WASHINGTON — U.S. government officials expect to complete in early 2014 a final draft of regulations that will remove some satellite hardware and technology from the U.S. Munitions List, a registry of militarily sensitive technologies whose exports are tightly controlled by the U.S. Department of State.
The work had been expected to be completed by the end of 2013, but was delayed by the government shutdown in October, said Kevin Wolf, assistant U.S. secretary of commerce for export administration. Items removed from the Munitions List would be placed on the Commerce Control List, which is administered by the less-restrictive Commerce Department.
The new rules have been circulating in draft form since May. At a Nov. 18 panel discussion here sponsored by the Washington Space Business Roundtable, Wolf said he hopes to get the final drafts to Congress before the end of the year.

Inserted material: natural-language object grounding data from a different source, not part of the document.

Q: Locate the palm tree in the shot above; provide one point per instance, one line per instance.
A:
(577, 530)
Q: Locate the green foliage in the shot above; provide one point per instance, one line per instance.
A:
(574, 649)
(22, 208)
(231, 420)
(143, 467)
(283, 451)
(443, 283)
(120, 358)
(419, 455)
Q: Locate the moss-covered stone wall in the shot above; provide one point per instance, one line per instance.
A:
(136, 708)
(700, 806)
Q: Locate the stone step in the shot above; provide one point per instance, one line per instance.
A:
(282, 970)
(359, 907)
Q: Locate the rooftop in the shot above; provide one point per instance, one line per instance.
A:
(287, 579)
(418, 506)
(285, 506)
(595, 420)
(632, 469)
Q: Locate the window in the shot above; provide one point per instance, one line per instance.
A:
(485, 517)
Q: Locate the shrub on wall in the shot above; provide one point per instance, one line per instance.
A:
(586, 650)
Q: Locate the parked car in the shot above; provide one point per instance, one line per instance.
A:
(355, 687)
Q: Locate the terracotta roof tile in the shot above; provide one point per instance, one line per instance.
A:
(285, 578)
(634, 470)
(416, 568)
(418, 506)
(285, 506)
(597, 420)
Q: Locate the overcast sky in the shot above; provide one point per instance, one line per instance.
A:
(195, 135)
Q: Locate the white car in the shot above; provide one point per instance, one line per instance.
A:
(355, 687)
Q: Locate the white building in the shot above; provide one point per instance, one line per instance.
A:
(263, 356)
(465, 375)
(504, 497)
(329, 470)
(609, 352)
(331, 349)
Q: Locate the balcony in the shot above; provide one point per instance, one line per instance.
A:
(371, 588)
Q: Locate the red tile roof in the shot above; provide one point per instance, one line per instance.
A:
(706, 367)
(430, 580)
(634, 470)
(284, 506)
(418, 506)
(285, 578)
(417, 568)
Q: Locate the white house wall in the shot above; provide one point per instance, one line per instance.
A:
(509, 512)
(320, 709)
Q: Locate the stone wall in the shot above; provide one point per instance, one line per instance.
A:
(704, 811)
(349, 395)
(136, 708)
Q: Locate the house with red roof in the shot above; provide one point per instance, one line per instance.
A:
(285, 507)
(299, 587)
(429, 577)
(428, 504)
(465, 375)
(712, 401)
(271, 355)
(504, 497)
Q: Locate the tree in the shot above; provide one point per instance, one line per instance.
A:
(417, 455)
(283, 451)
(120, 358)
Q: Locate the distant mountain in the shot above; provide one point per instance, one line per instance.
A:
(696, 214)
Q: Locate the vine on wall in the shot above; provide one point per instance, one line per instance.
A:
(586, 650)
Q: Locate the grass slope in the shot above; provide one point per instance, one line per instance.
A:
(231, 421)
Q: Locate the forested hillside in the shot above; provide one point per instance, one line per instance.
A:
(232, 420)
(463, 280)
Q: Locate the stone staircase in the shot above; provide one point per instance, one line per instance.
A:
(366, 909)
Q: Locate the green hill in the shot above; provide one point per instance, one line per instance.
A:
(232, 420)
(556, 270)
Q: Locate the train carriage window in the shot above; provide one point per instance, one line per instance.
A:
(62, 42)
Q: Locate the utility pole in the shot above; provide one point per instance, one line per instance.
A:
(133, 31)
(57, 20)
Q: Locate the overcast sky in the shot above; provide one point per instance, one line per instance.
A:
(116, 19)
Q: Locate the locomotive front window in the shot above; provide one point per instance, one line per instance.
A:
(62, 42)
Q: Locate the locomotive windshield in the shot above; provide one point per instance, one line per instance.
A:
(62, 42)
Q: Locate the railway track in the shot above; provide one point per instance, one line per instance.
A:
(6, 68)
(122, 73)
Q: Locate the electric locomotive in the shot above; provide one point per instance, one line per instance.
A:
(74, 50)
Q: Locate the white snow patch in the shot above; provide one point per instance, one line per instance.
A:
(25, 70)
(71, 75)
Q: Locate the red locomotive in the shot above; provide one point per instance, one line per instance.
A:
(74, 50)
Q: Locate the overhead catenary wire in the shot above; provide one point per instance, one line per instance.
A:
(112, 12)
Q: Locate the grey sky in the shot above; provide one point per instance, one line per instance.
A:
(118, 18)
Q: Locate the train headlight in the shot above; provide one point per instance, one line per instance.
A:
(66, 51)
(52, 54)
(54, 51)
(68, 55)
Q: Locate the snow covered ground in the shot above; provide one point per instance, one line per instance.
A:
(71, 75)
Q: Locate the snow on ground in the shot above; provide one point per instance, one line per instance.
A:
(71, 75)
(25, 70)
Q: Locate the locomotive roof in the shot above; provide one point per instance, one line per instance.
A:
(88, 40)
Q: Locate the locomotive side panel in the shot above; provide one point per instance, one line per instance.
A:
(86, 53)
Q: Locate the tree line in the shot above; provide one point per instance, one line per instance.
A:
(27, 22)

The modifications are generally intended to remove the arms label from certain widely available space components that, since 1999, have been lumped into Category 15 of the U.S. Munitions List. Shifting licensing jurisdiction for those items to the Department of Commerce is expected to ease their export to 36 countries.
The National Defense Authorization Act for Fiscal Year 2013 repeals a 1999 law that placed all space-related hardware and services, regardless of sophistication or availability, on the Munitions List. The new legislation gives the U.S. president the authority to determine licensing jurisdiction for space-related items.
However, exports of space-related items to China and certain other countries remain barred.
Wolf said one of the aims of the rules is to reduce disincentives for European space companies to buy from U.S. businesses. The reforms would also allow State Department officials to concentrate their limited resources on monitoring transactions involving the most sensitive technologies.
The changes, Wolf said, have been accurately described as “right-sizing” export controls in the satellite industry.
Once the new regulations are adopted, for example, more than 90 percent of the U.S. space-related items procured by Astrium, the European space hardware and services provider, will go through Commerce rather than State, said Corinne Kaplan, vice president of space at EADS North America. Astrium is a subsidiary of EADS, the Netherlands-based aerospace and defense conglomerate.
After an initial adjustment period, the new regulations are expected to reduce delays and uncertainty for overseas contractors that import U.S. space technology, Kaplan said. One key benefit is that many companies that previously were hesitant to upgrade products incorporating U.S. components because of the implications for export licensing procedures may be more open-minded, she said.
“It’s going to be a lot more predictable,” Kaplan said.
Once the rules are approved sometime in 2014, Wolf said, there would be a 180-day waiting period before they go into effect, a delay that was included in part at the urging of the satellite industry.
Jim Stearns, regional trade compliance counsel for the Americas at Accenture, a global management consulting firm, urged space companies to spend the money on lawyers and staff to ensure that the new regulations are fully understood and properly followed.
“If you get in trouble, it’s not a defense to say we didn’t want to put the people on board,” he said. “This is what we’ve been training for for many, many years.”